De SDE-heffing zal, in aanvulling op de afspraken in het aanvullende beleidsakkoord, zowel op de elektriciteitsprijs als op de gasprijs kunnen drukken. Bij de wetgeving zal hiermee rekening worden gehouden. Reden is dat het vanuit het oogpunt van energiebesparing van belang is om niet alleen het elektriciteitstarief te belasten met een extra heffing.

3. Lastenverlichting

Tegelijk met het toezenden van een wetsvoorstel over de financieringssystematiek zal worden geschetst hoe om te gaan met de dan vrijvallende middelen op de EZ-begroting. Uitgangspunt is dat vrijvallende middelen – conform het aanvullende beleidsakkoord – zullen worden ingezet voor lastenverlichting en dat het hierbij gaat om zowel de middelen uit de MEP als van de SDE. Beide subsidies worden nu vanuit de algemene middelen betaald en vrijvallende MEP-middelen worden ingezet voor de SDE. Daarmee zijn de middelen van deze twee regelingen dus met elkaar verbonden. Het is daarom vanzelfsprekend om zowel de SDE als de MEP uit de heffing te financieren.

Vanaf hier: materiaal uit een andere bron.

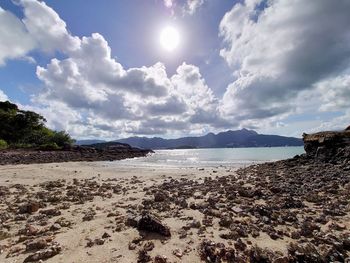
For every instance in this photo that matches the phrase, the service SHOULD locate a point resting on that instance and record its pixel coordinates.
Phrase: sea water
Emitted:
(214, 156)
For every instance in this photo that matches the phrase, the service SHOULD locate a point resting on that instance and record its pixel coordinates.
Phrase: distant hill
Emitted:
(88, 142)
(228, 139)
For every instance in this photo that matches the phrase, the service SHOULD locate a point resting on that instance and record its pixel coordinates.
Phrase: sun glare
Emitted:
(169, 38)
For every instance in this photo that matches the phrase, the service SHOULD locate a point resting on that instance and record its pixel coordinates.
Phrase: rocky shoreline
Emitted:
(72, 154)
(296, 210)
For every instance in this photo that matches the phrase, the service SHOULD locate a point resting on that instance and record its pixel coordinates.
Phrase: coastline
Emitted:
(256, 211)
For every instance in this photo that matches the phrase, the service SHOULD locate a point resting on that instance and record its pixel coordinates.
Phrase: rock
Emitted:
(161, 196)
(96, 241)
(195, 224)
(29, 208)
(51, 212)
(132, 246)
(178, 253)
(149, 245)
(44, 254)
(160, 259)
(210, 251)
(106, 235)
(152, 224)
(143, 256)
(225, 221)
(36, 244)
(55, 227)
(89, 216)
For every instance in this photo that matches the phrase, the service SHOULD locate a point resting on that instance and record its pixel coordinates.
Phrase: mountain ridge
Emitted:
(227, 139)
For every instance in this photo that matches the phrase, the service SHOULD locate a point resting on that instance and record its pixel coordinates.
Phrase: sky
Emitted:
(112, 69)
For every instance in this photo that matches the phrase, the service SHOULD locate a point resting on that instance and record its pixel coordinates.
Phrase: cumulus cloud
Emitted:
(335, 93)
(280, 49)
(88, 92)
(193, 5)
(188, 7)
(41, 28)
(15, 40)
(3, 96)
(168, 3)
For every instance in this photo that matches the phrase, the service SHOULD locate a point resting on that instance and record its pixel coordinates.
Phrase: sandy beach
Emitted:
(81, 212)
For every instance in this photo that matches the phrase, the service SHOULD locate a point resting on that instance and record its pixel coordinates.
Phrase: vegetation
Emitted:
(26, 129)
(3, 144)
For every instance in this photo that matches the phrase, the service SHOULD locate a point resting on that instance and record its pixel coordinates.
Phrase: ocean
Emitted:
(213, 157)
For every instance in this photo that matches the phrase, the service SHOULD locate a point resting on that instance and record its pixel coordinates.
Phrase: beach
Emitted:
(86, 212)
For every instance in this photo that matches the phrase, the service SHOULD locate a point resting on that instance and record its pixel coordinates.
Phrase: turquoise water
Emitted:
(214, 156)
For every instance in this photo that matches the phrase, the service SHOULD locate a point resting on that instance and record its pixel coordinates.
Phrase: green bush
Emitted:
(3, 144)
(26, 129)
(21, 145)
(49, 147)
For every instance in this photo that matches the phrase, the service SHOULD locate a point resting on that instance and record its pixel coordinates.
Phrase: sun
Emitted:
(169, 38)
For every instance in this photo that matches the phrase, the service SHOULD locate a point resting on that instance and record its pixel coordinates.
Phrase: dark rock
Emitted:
(151, 223)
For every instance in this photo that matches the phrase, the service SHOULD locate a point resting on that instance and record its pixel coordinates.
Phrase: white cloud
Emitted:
(3, 96)
(193, 5)
(280, 51)
(168, 3)
(277, 54)
(46, 27)
(89, 92)
(15, 40)
(335, 93)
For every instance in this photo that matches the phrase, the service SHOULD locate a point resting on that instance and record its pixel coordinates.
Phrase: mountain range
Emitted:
(227, 139)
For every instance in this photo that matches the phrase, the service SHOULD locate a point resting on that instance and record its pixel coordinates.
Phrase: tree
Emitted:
(28, 128)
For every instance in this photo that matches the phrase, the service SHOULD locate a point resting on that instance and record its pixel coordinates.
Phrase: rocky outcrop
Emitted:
(71, 154)
(329, 146)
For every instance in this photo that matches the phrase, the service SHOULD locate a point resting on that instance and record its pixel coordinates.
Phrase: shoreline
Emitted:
(252, 212)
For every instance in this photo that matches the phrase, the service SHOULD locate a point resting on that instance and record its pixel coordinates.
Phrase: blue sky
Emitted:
(99, 70)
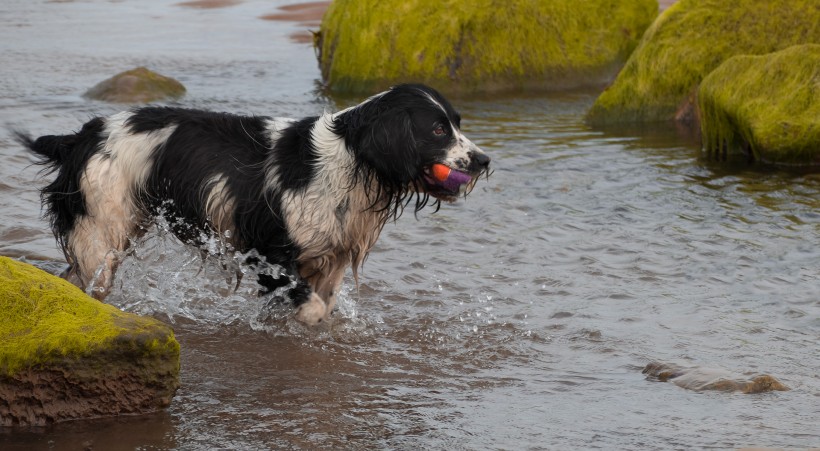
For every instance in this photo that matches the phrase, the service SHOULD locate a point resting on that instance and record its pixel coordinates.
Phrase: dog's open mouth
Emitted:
(443, 182)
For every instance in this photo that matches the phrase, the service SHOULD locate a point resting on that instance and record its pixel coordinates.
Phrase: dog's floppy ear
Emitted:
(382, 141)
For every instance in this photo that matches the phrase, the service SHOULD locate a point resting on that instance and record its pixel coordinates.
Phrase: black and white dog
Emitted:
(311, 195)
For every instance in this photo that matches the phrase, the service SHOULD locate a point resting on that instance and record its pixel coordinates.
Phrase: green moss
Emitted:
(44, 319)
(688, 41)
(483, 45)
(138, 85)
(767, 107)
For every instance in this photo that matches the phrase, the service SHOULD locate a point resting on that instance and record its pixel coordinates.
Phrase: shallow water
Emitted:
(519, 318)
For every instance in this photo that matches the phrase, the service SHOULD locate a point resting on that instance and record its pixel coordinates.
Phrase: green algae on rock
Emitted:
(138, 85)
(66, 356)
(765, 107)
(687, 42)
(702, 379)
(365, 46)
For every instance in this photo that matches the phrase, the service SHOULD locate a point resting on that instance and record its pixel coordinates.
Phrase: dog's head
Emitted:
(408, 139)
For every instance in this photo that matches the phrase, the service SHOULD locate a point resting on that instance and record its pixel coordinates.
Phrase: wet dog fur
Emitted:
(311, 195)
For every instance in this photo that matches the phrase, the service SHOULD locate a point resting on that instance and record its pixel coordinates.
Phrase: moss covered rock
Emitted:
(138, 85)
(687, 42)
(478, 46)
(765, 107)
(65, 356)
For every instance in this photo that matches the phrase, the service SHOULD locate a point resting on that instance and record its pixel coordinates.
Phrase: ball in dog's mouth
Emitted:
(451, 181)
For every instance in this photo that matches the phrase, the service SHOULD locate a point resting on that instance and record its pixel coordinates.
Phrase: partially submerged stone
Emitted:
(138, 85)
(478, 46)
(687, 42)
(764, 107)
(65, 356)
(700, 379)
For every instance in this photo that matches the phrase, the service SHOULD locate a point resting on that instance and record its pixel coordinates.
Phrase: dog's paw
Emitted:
(312, 312)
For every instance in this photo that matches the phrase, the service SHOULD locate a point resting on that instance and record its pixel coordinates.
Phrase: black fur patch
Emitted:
(67, 155)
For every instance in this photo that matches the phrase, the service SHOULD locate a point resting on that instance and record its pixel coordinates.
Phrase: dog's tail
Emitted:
(55, 150)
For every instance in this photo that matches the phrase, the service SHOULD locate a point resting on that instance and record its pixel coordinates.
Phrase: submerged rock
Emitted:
(65, 356)
(478, 46)
(687, 42)
(765, 107)
(700, 379)
(138, 85)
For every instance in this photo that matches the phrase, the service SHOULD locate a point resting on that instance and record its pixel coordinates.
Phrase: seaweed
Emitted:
(688, 41)
(46, 320)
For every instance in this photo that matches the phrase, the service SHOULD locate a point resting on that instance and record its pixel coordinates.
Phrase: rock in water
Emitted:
(138, 85)
(687, 42)
(700, 379)
(765, 108)
(66, 356)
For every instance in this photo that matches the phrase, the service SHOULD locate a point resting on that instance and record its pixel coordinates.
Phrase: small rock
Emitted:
(701, 379)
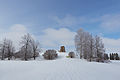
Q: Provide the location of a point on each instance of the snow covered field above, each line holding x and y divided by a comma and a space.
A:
60, 69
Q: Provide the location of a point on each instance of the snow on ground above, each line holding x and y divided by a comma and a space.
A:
60, 69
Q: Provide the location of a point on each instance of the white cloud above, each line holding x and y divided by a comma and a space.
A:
13, 33
69, 20
110, 22
54, 38
112, 45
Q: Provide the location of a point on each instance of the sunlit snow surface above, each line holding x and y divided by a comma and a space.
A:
60, 69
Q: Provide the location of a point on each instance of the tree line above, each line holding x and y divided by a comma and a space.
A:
29, 49
88, 46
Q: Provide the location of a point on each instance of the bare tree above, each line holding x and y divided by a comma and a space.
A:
26, 43
2, 49
10, 49
30, 47
36, 48
7, 49
99, 47
88, 46
79, 42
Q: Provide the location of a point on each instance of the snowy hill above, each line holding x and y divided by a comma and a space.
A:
60, 69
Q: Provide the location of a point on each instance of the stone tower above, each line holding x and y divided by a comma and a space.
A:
62, 49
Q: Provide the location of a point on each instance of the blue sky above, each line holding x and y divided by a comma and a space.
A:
39, 17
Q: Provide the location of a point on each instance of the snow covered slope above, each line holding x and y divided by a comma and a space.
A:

Ter indicatie: in 2011 gaat het in de huidige ramingen om een begrotingsbedrag van bijna € 900 miljoen. Doel van de lastenverlichting is dat deze terugsluis zodanig wordt vormgegeven dat lastenverzwaring voor burgers en bedrijven zoveel mogelijk wordt beperkt. De SDE-heffing zal vanaf 2012 – wanneer extra duurzaam vermogen moet worden gecommitteerd met het oog op het realiseren van de duurzame energiedoelstelling van het kabinet – kunnen oplopen (bij een CO2-prijs van € 20 per ton) tot additioneel € 2,5 miljard in 2020 (uitgaande van het ECN-scenario dat eerder in de brief van 17-04–09 gepresenteerd is (Kamerstuk 31 239, nr. 53)). Tegenover deze extra oploop staan geen extra vrijvallende begrotingsbedragen. De SDE-heffing zal dan daadwerkelijk gevolgen kunnen hebben voor de lasten van burgers en bedrijven.